Investitionen in attraktive Wohnquartiere

Genau das macht das Leben vor allem im Umland prosperierender Städte für Familien unattraktiv. Wenn selbst die 20 Stunden nicht mehr ausreichen, die Pendler pro Woche im Auto verbringen, um Arbeit, Haushalt und Elterngespräch zu bewältigen, verkehrt sich das Leben im Grünen zum Leben auf dem Asphalt. Und die großen Städte, die seit Konrad Adenauers Bausparpolitik darunter litten, dass die Häuslebauer lieber im Umland lebten und dort auch ihre Steuern zahlten, haben ihre Lektion mittlerweile gelernt.

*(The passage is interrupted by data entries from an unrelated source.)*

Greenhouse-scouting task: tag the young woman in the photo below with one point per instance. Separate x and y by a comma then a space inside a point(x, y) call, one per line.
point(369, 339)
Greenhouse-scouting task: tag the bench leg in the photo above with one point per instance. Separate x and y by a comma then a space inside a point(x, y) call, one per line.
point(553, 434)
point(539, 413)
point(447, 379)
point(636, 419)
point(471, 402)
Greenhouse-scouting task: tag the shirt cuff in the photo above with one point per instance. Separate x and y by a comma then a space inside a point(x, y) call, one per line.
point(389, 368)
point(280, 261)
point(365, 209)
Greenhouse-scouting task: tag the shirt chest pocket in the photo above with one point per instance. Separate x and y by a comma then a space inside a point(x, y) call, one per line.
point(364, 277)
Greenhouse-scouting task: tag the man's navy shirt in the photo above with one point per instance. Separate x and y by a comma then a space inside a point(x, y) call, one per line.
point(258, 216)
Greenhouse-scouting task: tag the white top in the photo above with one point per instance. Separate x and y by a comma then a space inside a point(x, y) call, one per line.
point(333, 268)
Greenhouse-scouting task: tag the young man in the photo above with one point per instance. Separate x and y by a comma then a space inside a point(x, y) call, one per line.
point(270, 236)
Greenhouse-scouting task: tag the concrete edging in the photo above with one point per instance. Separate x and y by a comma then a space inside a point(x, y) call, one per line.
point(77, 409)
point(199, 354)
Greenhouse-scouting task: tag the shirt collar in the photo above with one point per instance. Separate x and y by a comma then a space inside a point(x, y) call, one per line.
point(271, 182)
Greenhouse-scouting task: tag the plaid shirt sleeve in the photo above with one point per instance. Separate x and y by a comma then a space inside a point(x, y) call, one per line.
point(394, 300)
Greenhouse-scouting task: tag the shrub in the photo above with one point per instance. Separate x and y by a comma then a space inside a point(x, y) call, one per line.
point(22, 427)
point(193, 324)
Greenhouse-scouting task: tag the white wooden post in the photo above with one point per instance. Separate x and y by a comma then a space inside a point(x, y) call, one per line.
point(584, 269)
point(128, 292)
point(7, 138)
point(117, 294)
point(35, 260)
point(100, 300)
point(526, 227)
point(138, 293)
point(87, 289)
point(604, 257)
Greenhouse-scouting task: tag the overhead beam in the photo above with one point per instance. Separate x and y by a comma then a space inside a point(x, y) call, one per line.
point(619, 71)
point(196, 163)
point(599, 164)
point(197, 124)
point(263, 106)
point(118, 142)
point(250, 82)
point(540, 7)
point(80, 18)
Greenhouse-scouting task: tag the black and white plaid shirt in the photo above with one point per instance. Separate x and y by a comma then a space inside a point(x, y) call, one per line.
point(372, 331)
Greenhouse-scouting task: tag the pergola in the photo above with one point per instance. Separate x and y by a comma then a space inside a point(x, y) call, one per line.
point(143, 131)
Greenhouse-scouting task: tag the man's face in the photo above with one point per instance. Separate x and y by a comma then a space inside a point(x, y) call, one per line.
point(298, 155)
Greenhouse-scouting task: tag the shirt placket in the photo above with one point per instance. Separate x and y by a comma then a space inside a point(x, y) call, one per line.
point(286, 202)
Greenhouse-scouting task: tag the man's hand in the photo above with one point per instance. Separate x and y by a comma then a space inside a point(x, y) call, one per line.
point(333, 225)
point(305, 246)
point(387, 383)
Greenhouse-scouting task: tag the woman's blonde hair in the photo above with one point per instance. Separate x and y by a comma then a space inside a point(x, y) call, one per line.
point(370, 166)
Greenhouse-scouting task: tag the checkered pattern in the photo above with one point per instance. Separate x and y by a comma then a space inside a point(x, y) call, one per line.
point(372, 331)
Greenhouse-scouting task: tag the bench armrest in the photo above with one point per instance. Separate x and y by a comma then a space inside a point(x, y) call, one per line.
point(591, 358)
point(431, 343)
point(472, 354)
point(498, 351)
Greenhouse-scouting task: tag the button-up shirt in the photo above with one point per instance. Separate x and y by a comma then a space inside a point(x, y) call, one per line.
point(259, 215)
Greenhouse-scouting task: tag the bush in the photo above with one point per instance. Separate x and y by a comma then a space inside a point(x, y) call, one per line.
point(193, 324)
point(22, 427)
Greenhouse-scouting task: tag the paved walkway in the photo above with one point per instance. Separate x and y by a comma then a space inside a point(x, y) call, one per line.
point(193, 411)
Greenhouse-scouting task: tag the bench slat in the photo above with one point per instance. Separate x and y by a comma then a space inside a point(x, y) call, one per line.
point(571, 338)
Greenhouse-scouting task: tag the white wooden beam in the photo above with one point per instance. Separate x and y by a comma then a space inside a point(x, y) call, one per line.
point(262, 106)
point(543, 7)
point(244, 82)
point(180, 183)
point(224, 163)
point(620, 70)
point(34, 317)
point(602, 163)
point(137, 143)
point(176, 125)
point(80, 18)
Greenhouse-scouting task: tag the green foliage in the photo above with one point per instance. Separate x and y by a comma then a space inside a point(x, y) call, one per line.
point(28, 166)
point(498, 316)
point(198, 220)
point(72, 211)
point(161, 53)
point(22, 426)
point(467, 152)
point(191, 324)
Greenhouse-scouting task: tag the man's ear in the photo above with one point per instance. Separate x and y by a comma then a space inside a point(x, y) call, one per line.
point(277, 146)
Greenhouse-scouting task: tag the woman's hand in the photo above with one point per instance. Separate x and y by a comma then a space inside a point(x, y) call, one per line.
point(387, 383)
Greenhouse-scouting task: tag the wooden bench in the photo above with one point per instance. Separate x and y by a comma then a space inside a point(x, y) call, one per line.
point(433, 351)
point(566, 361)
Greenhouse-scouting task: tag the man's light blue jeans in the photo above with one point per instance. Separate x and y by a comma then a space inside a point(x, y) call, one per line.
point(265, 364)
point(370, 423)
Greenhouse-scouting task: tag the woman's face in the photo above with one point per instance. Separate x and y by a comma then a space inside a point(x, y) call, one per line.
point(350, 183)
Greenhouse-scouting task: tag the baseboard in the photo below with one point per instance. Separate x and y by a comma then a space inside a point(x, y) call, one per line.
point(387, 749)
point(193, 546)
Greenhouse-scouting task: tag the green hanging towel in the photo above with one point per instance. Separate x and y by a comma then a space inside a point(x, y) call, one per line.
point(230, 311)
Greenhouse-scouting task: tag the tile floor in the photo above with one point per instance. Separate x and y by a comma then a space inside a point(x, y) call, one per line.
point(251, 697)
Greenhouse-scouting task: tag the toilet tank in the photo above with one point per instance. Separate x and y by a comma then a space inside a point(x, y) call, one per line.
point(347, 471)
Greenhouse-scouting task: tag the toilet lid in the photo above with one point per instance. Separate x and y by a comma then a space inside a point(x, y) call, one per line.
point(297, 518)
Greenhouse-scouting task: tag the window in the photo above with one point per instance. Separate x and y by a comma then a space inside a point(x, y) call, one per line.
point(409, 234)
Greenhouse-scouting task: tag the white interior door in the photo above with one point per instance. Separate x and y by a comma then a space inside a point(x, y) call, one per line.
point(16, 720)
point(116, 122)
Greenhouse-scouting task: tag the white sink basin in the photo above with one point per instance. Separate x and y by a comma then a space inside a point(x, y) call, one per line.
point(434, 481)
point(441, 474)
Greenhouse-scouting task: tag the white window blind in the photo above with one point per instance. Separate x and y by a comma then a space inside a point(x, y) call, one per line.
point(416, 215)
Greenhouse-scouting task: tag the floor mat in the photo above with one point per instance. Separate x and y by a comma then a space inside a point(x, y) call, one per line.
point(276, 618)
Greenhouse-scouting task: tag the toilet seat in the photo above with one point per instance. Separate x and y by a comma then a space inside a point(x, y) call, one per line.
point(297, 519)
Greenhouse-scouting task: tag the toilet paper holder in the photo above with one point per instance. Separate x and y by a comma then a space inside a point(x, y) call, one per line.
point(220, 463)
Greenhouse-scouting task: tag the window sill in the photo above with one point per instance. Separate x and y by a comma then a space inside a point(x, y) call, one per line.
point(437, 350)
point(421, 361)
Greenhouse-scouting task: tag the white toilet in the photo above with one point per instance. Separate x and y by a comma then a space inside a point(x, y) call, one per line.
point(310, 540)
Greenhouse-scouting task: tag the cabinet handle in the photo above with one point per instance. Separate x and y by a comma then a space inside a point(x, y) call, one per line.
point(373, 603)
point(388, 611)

Investitionen in gemischte Wohnquartiere auf ehemaligen Hafen-, Bahn- und Kasernenflächen, in Kulturbauten und städtisches Grün, in Shopping- und Sportareale zahlen sich gründlich aus für jene Städte, die seit den 1990er-Jahren auf urbane Verdichtung und qualitative Verbesserung des Lebensumfelds setzten. Das Image der Stadt war selten so gut, die Vorteile selten so überzeugend wie heute.

Allerdings bleibt die neue urbane Verlockung auch nur so lange anziehend, wie die Mischkalkulation von Zeit und Geld funktioniert. Denn das Einfamilienhaus ist immer noch die bevorzugte Wohnform der Deutschen. Trotzdem sind viele Menschen bereit, in der Stadt zu leben, um Zeit zu sparen. Wenn innerstädtische Mieten aber schmerzhaft teuer werden, erscheint die tägliche Autofahrt in die Vorstadt als das kleinere Übel. Besonders in Städten wie Hamburg oder München hat ein Missverhältnis von Angebot und Nachfrage zu einem so heißen Mietpreismarkt geführt, dass die Stadtluft den Neuankömmling eher arm als frei macht. Deswegen haben die meisten Großstädte umfangreiche Wohnungsbauprogramme aufgelegt, von denen das der Stadt München mit 100.000 neuen Einheiten das ambitionierteste ist.

Was zur echten Renaissance der Städte noch fehlt

Dass solch fulminante Anstrengungen im Sinne der attraktiven Stadt nicht zwangsläufig ein Segen sind, hat nicht nur der Wiederaufbau nach dem Zweiten Weltkrieg bewiesen, dessen vulgärmoderne Gebäude heute noch 40 Prozent des deutschen Wohnbestands ausmacht. Auch das meiste von dem, was in den vergangenen Jahren durch Baugesellschaften und Investoren errichtet wurde, fällt nicht unter das Stichwort „Schönes Bauen“. Da kommt der erste Baukulturbericht, der mit umfangreichen Analysen und gezielten Forderungen die deutschen Bauträger zu mehr architektonischer und städtebaulicher Qualität mahnt, gerade recht. Denn eine „Renaissance der Stadt“ sollte sich doch möglichst so gestalten, dass sie den Namen dieser Kulturepoche auch wirklich verdient.